Джули выглядела очень усталой, хотя все были такими. Кроме почти нечеловеческих усилий и напряжения, операция требовала осторожности, конспирации и долгой послеоперационной терапии. Клиника находилась достаточно далеко, и это позволяло им чувствовать себя в относительной безопасности, но все равно во время операции он постоянно был настороже.
Джули вышла, мужчины остались одни. Хирург и Блейк думали об одном. Анестезиолог опустил маску и улыбнулся.
— Ты гений!
Хирург усмехнулся.
— Сам знаю.
— Первый в мире!
— Пока рано об этом говорить, — ответил он, хотя на самом деле не сомневался в этом. И миссис М была наглядным тому подтверждением. Да, он — гений.
— Уже сейчас она выглядит очень хорошо, — заверил его анестезиолог.
Он кивнул.
— Не буду спорить.
— Что дальше?
— К сожалению, нам нужно затаиться на некоторое время. Видимо, полгода или год мы ничего не будем делать.
Блейк сочувственно кивнул.
— Больше мы не будем использовать трупы, однако не волнуйся, мы не прекратим работу. — Он вздохнул. — Но ожидание оправдает себя. Миссис М должна выглядеть как можно лучше, когда мы представим ее общественности, разумеется, в американской клинике.
— И ты будешь утверждать, что ткани были взяты у трупа?
— Конечно. И я сам его подготовил, — смеясь, заметил он.
Блейк тоже улыбнулся.
— Дружище, если бы я не так устал, предложил бы выпить шампанского. У тебя все получается: клиника, телешоу, исследования, а теперь и это!
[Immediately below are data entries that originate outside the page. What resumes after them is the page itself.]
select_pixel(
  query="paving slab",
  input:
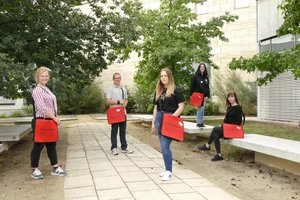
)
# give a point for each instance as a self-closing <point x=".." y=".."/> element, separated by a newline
<point x="94" y="173"/>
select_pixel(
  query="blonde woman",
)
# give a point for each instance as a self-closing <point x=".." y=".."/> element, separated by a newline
<point x="45" y="107"/>
<point x="167" y="99"/>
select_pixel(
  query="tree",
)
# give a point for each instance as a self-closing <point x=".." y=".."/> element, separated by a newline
<point x="55" y="33"/>
<point x="173" y="37"/>
<point x="275" y="63"/>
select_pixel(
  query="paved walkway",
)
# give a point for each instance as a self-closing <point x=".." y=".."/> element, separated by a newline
<point x="95" y="174"/>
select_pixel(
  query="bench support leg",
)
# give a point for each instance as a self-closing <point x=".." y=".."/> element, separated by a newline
<point x="279" y="163"/>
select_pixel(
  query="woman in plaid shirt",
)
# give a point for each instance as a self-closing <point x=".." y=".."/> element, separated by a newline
<point x="45" y="107"/>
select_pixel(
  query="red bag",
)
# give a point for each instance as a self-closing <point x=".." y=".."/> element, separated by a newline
<point x="233" y="131"/>
<point x="196" y="99"/>
<point x="172" y="127"/>
<point x="115" y="115"/>
<point x="45" y="131"/>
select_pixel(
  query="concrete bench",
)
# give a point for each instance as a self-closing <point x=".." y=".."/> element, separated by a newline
<point x="189" y="127"/>
<point x="275" y="152"/>
<point x="10" y="134"/>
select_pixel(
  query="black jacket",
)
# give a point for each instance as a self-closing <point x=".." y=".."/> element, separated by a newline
<point x="234" y="115"/>
<point x="200" y="84"/>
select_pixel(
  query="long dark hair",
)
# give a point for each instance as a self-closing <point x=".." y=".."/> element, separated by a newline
<point x="198" y="72"/>
<point x="230" y="94"/>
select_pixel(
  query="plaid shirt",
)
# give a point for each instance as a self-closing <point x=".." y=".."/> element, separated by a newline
<point x="44" y="99"/>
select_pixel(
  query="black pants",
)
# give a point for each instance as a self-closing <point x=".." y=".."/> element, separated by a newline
<point x="36" y="152"/>
<point x="114" y="134"/>
<point x="215" y="136"/>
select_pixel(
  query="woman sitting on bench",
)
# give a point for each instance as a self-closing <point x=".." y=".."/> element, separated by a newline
<point x="234" y="115"/>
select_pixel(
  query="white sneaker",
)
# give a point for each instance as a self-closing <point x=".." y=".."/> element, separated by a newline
<point x="37" y="174"/>
<point x="114" y="151"/>
<point x="167" y="176"/>
<point x="58" y="171"/>
<point x="162" y="174"/>
<point x="129" y="151"/>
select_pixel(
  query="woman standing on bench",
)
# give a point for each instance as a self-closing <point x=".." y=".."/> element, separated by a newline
<point x="45" y="106"/>
<point x="234" y="115"/>
<point x="167" y="99"/>
<point x="200" y="83"/>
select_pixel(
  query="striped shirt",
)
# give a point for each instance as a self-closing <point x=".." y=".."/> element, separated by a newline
<point x="44" y="99"/>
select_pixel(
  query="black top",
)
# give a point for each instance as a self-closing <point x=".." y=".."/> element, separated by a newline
<point x="200" y="83"/>
<point x="234" y="115"/>
<point x="169" y="104"/>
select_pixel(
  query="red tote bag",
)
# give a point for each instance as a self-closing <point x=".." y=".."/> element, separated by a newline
<point x="45" y="131"/>
<point x="115" y="115"/>
<point x="196" y="99"/>
<point x="172" y="127"/>
<point x="233" y="131"/>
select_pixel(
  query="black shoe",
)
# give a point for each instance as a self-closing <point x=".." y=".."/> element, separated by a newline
<point x="204" y="148"/>
<point x="217" y="157"/>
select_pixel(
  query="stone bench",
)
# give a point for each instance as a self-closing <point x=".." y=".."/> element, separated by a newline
<point x="280" y="153"/>
<point x="189" y="127"/>
<point x="10" y="134"/>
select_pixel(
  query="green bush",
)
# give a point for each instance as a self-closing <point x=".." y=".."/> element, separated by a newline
<point x="72" y="100"/>
<point x="246" y="91"/>
<point x="143" y="99"/>
<point x="28" y="110"/>
<point x="131" y="102"/>
<point x="211" y="108"/>
<point x="3" y="115"/>
<point x="17" y="113"/>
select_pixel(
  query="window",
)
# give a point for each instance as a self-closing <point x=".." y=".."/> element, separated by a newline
<point x="241" y="4"/>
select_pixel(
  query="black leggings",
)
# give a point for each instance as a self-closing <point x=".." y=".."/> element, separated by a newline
<point x="215" y="136"/>
<point x="36" y="152"/>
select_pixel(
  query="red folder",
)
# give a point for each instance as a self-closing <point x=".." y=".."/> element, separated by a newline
<point x="172" y="127"/>
<point x="233" y="131"/>
<point x="45" y="131"/>
<point x="196" y="99"/>
<point x="115" y="115"/>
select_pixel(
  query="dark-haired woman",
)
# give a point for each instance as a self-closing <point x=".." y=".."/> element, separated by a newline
<point x="200" y="83"/>
<point x="234" y="115"/>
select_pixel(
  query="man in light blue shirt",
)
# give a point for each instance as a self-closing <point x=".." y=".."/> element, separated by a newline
<point x="117" y="96"/>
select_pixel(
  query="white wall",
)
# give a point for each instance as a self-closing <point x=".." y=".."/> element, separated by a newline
<point x="280" y="99"/>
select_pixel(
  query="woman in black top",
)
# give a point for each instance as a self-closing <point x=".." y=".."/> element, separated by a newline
<point x="167" y="99"/>
<point x="234" y="115"/>
<point x="200" y="83"/>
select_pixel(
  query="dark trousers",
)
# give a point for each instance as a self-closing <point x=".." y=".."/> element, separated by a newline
<point x="215" y="136"/>
<point x="114" y="134"/>
<point x="36" y="152"/>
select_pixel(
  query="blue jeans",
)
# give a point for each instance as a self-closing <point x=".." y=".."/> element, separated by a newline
<point x="165" y="142"/>
<point x="200" y="113"/>
<point x="114" y="134"/>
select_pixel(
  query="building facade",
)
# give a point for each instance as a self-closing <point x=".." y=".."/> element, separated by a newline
<point x="280" y="99"/>
<point x="242" y="37"/>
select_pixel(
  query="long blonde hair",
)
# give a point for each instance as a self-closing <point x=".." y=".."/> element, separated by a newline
<point x="160" y="86"/>
<point x="39" y="71"/>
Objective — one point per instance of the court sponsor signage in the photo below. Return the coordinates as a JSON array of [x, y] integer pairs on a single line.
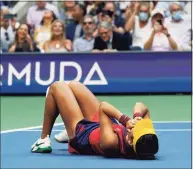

Он повернулся к приборам и проверил уровень кислорода.
Хирург принялся за уборку.
— Терпеть этого не могу!
— Потому что ты привык к слугам, которые делают за тебя всю работу.
— Гений не может быть уборщиком.
— Я помогу. Только мы должны знать, что происходит. Нам не нужны лишние глаза и уши. Я волнуюсь, как бы к нам не стали проявлять излишнее внимание.
Хирург ухмыльнулся.
— Мой партнер уважает приватность моих исследований.
— А если он начнет задавать вопросы? — Блейк щелкнул выключателем.
— Он знает, насколько я скрытный.
— И ему не любопытно?
— Нет. Я не вмешиваюсь в его исследования, а он не интересуется моими. Он работает над проблемой старения кожи и жировыми отложениями. В будущем это сослужит нашей клинике замечательную службу.
— А это? — Блейк указал на спящую миссис М. Зигзагообразные стежки, идущие вдоль линии волос, делали ее похожей на порождение доктора Франкенштейна.
— Нет, Блейк, все гораздо проще. Через десять лет мы постоянно будем делать такие операции. Мы будем мировым центром пластической хирургии. И тогда уже не нужно будет искать доноров на улицах, семьи сами будут соглашаться жертвовать лица своих родственников. Хотя, наверное, мы будем говорить «кожа», чтобы эмоционально не травмировать их.